If you have ever worked in an environment where you are unable to get to
Google, or where half of the search results you'd want to read are blocked by
your corporate firewall, you would conclude that the answer is, indeed, "yes".

It is a desirable achievement to be capable of executing those different
programming styles without having to fumble around Google to actually write
the code. I would imagine the two together, _knowing_ a few languages and
_knowing_ those styles, should be the real goal.

(While always learning more, of course.)

------
wikwocket
There is nothing quite like working with a platform/language that you know
inside and out, where you rarely have to stop and look something up, where you
know the best way to do everything.
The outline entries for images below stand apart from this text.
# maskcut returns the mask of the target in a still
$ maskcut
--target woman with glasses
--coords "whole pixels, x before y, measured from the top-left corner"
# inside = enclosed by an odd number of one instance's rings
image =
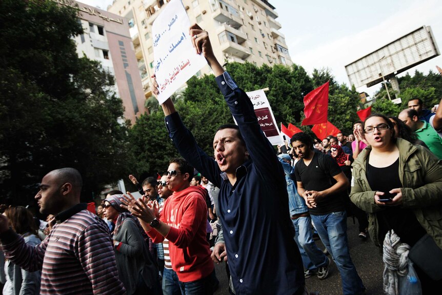
[[[9,225],[22,235],[28,245],[36,246],[42,242],[38,238],[37,228],[32,213],[24,207],[12,207],[4,213],[9,220]],[[41,270],[30,272],[13,263],[5,263],[6,282],[3,287],[4,294],[39,294]]]
[[[442,166],[427,149],[396,138],[393,123],[373,114],[363,125],[369,145],[353,164],[350,199],[368,212],[369,232],[382,247],[390,229],[413,247],[428,233],[442,248]],[[423,293],[440,289],[414,265]],[[436,289],[437,288],[437,289]]]

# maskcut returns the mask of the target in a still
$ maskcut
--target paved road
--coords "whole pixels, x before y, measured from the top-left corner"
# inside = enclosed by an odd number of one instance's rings
[[[384,263],[379,249],[373,245],[368,238],[366,241],[357,237],[357,220],[353,224],[353,219],[347,219],[349,245],[350,255],[359,276],[367,290],[366,295],[379,295],[384,293],[382,288],[382,275]],[[320,240],[316,241],[318,246],[324,249]],[[329,256],[330,257],[330,256]],[[216,295],[228,295],[229,289],[225,266],[224,264],[215,265],[216,277],[219,280],[219,288]],[[342,294],[340,276],[334,262],[330,267],[330,273],[325,280],[319,280],[316,276],[306,279],[309,292],[315,295],[338,295]],[[317,292],[317,293],[315,293]]]

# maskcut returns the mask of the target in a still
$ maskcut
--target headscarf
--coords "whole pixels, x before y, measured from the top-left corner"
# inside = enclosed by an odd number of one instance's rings
[[[344,152],[344,150],[342,149],[342,148],[340,147],[340,146],[338,145],[332,145],[331,148],[335,148],[337,151],[337,154],[334,159],[337,162],[337,164],[340,166],[345,166],[345,162],[348,160],[348,155],[347,154]]]

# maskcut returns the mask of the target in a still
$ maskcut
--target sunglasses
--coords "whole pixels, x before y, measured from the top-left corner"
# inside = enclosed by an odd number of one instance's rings
[[[167,174],[170,176],[175,176],[178,175],[178,173],[181,173],[181,171],[176,171],[176,170],[171,170],[167,171]]]
[[[390,127],[388,125],[383,123],[381,124],[379,124],[377,126],[370,126],[369,127],[367,127],[365,129],[364,129],[364,132],[366,133],[371,133],[372,132],[374,132],[374,129],[376,128],[377,129],[377,131],[381,131],[382,130],[386,130],[389,129]]]

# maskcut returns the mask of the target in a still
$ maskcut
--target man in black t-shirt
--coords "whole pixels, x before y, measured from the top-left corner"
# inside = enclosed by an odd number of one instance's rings
[[[300,159],[295,169],[298,193],[306,200],[319,238],[339,269],[343,293],[362,293],[365,287],[348,246],[343,194],[348,187],[348,180],[331,156],[313,151],[308,134],[297,133],[290,142]],[[328,268],[320,268],[320,272],[328,274]]]

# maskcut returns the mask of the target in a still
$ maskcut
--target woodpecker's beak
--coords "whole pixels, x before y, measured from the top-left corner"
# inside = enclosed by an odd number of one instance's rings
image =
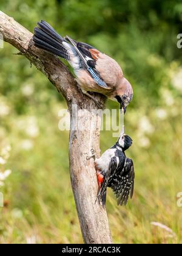
[[[124,134],[124,126],[123,126],[122,130],[121,130],[121,135]]]

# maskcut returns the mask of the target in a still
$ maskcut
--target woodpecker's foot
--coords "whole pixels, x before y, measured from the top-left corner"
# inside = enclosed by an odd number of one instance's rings
[[[90,157],[87,157],[87,160],[90,160],[90,158],[92,158],[92,157],[93,158],[94,160],[95,159],[95,151],[93,149],[90,149],[91,153],[92,154],[92,155],[90,155]]]

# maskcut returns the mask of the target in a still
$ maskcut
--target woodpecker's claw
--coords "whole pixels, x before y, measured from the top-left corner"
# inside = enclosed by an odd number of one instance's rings
[[[93,149],[90,149],[91,153],[92,154],[92,155],[90,155],[90,157],[87,157],[87,160],[90,160],[90,158],[92,158],[92,157],[93,157],[94,160],[95,159],[95,151]]]

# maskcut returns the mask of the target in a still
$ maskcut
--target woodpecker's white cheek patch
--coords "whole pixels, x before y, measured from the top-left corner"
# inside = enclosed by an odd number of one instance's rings
[[[124,148],[124,140],[122,139],[122,137],[120,138],[120,140],[119,140],[118,142],[119,142],[119,144],[121,146],[121,147]]]
[[[70,60],[69,61],[70,65],[76,72],[80,68],[81,59],[78,56],[73,46],[66,42],[62,42],[62,44],[69,52]]]

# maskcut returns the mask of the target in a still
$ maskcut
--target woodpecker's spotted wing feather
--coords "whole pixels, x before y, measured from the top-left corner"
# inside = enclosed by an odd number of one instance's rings
[[[118,199],[118,205],[126,205],[129,194],[131,198],[133,194],[135,172],[132,159],[126,158],[123,169],[116,172],[113,178],[111,188]]]

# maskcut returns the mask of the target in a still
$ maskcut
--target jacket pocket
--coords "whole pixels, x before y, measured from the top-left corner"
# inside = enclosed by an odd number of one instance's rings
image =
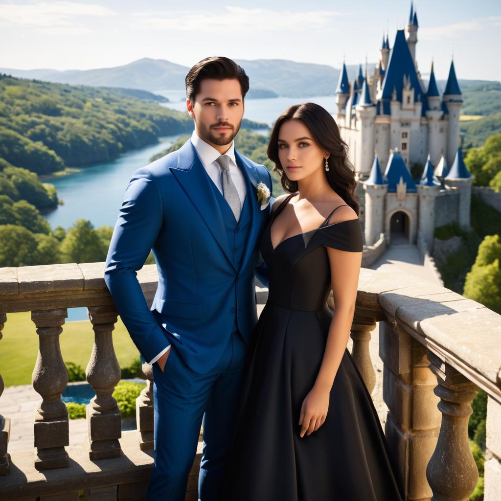
[[[202,316],[202,305],[199,303],[183,303],[171,299],[158,299],[157,301],[159,303],[160,313],[163,315],[195,320]]]

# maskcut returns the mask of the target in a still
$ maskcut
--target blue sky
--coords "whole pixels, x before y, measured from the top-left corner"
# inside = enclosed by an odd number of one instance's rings
[[[419,0],[416,57],[445,79],[501,80],[501,2]],[[88,69],[143,57],[187,66],[212,55],[339,68],[379,57],[406,24],[410,2],[0,0],[0,67]]]

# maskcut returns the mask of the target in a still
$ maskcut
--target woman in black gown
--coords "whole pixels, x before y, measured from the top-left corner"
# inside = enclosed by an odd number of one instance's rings
[[[402,501],[346,348],[362,250],[347,146],[331,115],[308,103],[279,118],[268,154],[292,192],[275,201],[260,242],[268,300],[249,347],[221,499]]]

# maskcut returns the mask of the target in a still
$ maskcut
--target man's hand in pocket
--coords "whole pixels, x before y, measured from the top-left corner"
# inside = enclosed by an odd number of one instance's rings
[[[160,369],[162,371],[162,374],[163,373],[163,369],[165,367],[165,362],[167,362],[167,359],[169,358],[169,354],[170,353],[170,350],[172,349],[171,348],[167,350],[163,355],[162,355],[160,358],[157,360],[157,363],[160,367]]]

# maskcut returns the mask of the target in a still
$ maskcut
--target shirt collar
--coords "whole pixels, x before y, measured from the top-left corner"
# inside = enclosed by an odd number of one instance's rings
[[[191,134],[191,142],[195,147],[196,152],[200,157],[200,159],[202,161],[204,167],[206,167],[213,162],[215,161],[220,156],[220,153],[215,148],[210,146],[208,143],[206,143],[203,139],[201,139],[196,132],[193,130]],[[227,151],[223,154],[227,155],[233,161],[233,163],[236,165],[236,161],[235,160],[235,142],[231,141],[231,144]]]

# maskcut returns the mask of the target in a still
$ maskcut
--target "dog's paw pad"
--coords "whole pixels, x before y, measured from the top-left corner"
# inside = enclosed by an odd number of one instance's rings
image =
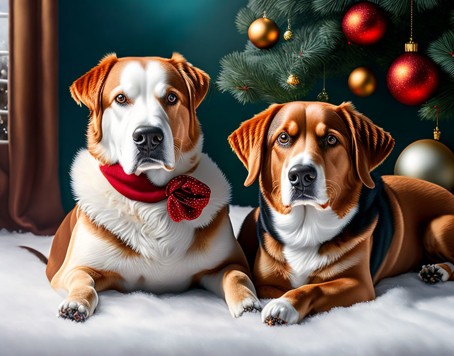
[[[238,318],[245,313],[259,312],[261,304],[255,296],[245,298],[234,307],[229,307],[230,313],[234,318]]]
[[[443,281],[444,273],[437,264],[425,264],[420,271],[420,278],[427,284],[435,284]]]
[[[84,305],[75,301],[63,301],[58,307],[58,316],[64,319],[83,323],[87,320],[88,312]]]
[[[286,325],[288,323],[285,320],[282,320],[279,317],[268,317],[263,324],[266,324],[269,326],[274,326],[275,325]]]
[[[255,306],[243,307],[243,313],[260,313],[261,311],[261,308],[260,307],[256,307]]]
[[[299,314],[288,299],[281,297],[272,299],[265,305],[261,320],[270,326],[296,324],[299,321]]]

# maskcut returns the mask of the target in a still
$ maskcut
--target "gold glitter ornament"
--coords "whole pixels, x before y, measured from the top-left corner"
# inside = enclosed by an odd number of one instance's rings
[[[290,30],[287,30],[285,32],[284,32],[284,39],[286,41],[288,41],[289,39],[292,38],[292,35],[293,33],[292,33],[292,31]]]
[[[287,78],[287,82],[291,85],[296,85],[299,83],[299,79],[296,76],[290,74]]]
[[[325,65],[323,65],[323,88],[320,94],[317,96],[317,101],[323,103],[326,103],[328,99],[328,93],[325,90]]]
[[[317,101],[321,101],[323,103],[326,103],[328,101],[328,93],[326,93],[326,91],[325,91],[324,89],[322,89],[320,94],[317,96]]]
[[[292,36],[293,36],[293,34],[292,33],[292,31],[290,29],[290,20],[287,19],[287,22],[288,22],[288,26],[287,26],[287,31],[284,32],[284,39],[286,41],[288,41],[289,39],[292,38]]]

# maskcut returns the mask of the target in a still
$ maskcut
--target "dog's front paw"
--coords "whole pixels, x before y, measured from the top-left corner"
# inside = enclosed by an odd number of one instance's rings
[[[261,303],[255,296],[245,298],[236,305],[229,306],[229,309],[232,316],[238,318],[246,312],[255,313],[261,310]]]
[[[78,323],[83,323],[88,317],[88,311],[81,303],[65,300],[58,307],[58,316]]]
[[[425,264],[420,271],[420,278],[427,284],[444,282],[448,277],[448,273],[437,264]]]
[[[299,314],[286,298],[281,297],[270,301],[261,312],[261,320],[270,326],[296,324]]]

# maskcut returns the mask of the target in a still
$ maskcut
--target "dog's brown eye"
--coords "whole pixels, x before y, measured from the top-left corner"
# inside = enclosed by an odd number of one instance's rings
[[[278,141],[281,145],[287,145],[290,141],[288,134],[287,132],[282,132],[279,134],[278,137]]]
[[[116,97],[115,100],[119,104],[125,104],[126,102],[126,96],[120,93]]]
[[[178,98],[176,97],[176,95],[175,95],[173,93],[169,93],[167,94],[167,102],[170,104],[171,105],[173,105],[174,104],[176,103],[176,101],[178,100]]]
[[[328,136],[328,137],[326,138],[326,141],[328,144],[331,145],[335,145],[337,142],[337,139],[336,138],[336,137],[332,135]]]

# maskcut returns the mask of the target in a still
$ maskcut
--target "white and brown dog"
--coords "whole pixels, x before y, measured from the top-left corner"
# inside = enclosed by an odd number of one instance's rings
[[[259,179],[259,207],[239,241],[258,296],[276,298],[264,322],[370,300],[379,281],[421,263],[433,263],[425,282],[454,280],[454,196],[371,174],[394,140],[351,103],[273,105],[229,142],[249,171],[245,185]]]
[[[228,214],[230,187],[202,153],[195,110],[209,77],[174,54],[104,58],[70,87],[90,110],[88,150],[71,170],[77,205],[46,270],[67,293],[59,315],[83,321],[97,292],[200,285],[232,315],[260,308]]]

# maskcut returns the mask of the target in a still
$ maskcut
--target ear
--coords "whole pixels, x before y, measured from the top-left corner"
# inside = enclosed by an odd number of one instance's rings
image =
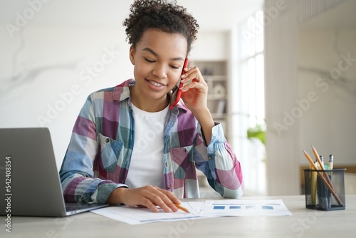
[[[135,66],[135,49],[132,46],[130,46],[130,61]]]

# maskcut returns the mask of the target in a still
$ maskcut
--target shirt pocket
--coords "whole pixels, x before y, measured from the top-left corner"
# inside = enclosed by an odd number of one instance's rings
[[[173,173],[177,179],[184,179],[188,174],[194,170],[194,162],[190,159],[193,146],[184,146],[178,148],[171,148],[171,157],[173,164]]]
[[[103,168],[112,172],[119,159],[119,155],[122,148],[122,142],[115,140],[99,133],[100,161]]]

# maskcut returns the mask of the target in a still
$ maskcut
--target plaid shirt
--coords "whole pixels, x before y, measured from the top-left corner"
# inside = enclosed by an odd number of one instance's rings
[[[105,203],[125,185],[134,147],[129,87],[132,79],[91,93],[75,121],[59,172],[66,202]],[[196,167],[224,197],[243,193],[240,163],[216,124],[206,146],[200,125],[181,100],[169,111],[162,162],[166,190],[177,197],[199,197]]]

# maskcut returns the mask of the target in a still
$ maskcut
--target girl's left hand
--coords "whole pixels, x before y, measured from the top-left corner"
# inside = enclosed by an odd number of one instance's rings
[[[198,67],[187,68],[184,71],[186,73],[181,76],[181,83],[183,83],[183,87],[180,88],[182,99],[194,114],[206,110],[208,84]]]

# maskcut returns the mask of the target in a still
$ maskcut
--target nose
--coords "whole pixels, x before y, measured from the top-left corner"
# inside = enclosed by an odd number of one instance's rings
[[[152,70],[152,74],[158,78],[167,78],[167,68],[162,63],[157,63]]]

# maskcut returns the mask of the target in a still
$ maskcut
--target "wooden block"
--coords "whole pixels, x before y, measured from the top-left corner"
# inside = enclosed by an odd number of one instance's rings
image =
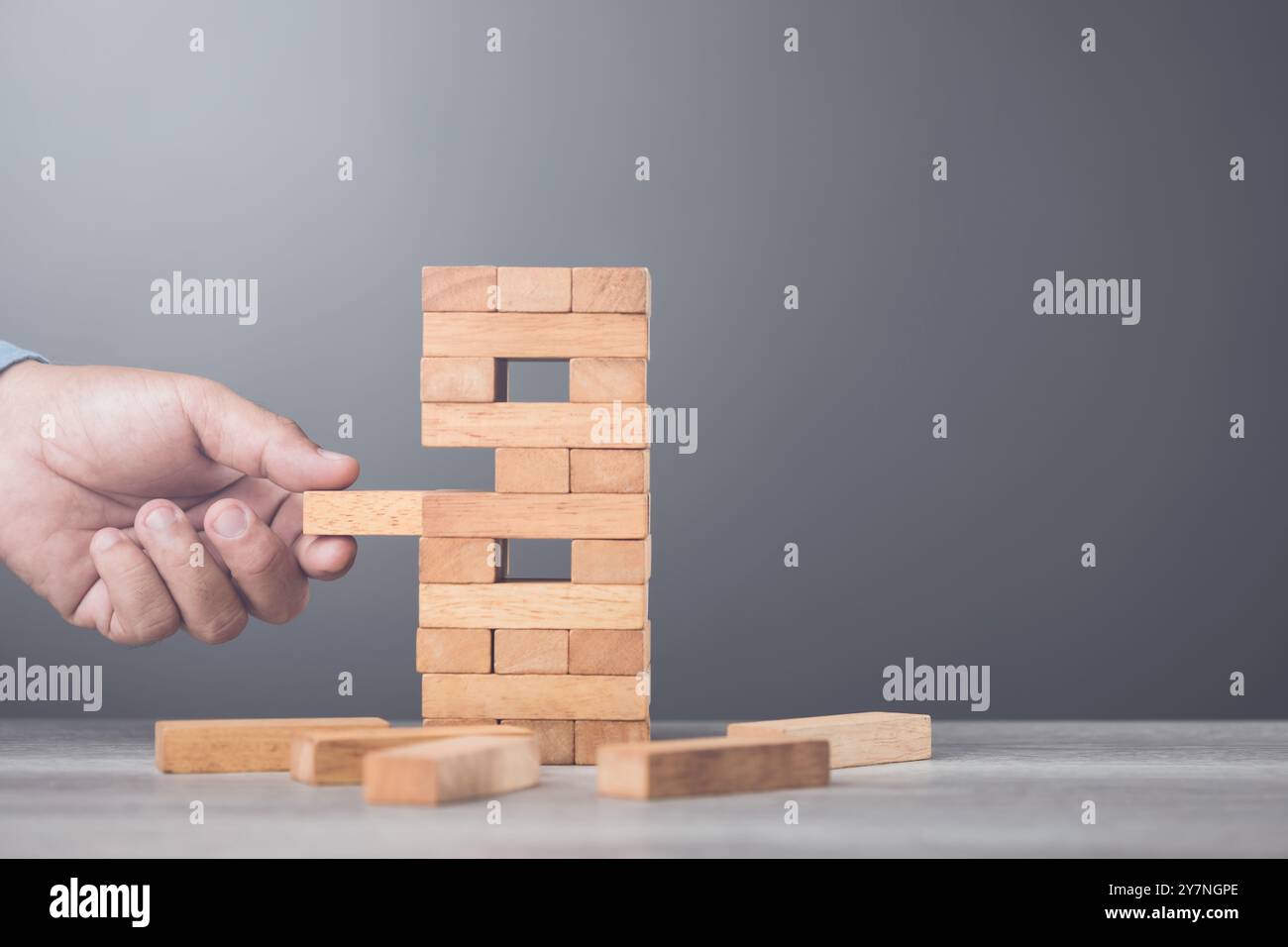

It feels like flying a jet fighter,
screaming along at Mach 3.

On the other hand, although it can be frustrating puttering along with a new
language/technology, googling some basic question every 10 minutes, that's how
you learn, and sometimes you need language XX to accomplish task YY.

Ultimately there is value to both, and as others have said, it depends on your
goals. There will be times that call for learning a new stack and getting it
done (even if it's coded badly), and times that call for expert application of
masters-level deep magic.

------
zachlatta
You seem like you want to try other things, so go for it! I like to think that
the best developers are T-shaped. The top of the T is a vast
beginner/intermediate understanding of many things. The rest of the T
represented a very deep understanding of a select few topics.

------
waqasx
"I fear not the man who has practiced 10,000 kicks once, but I fear the man
who has practiced one kick 10,000 times." \- Bruce Lee

------
sker
Both. There are plenty of resources in the brain to master one language and be
competent with many others.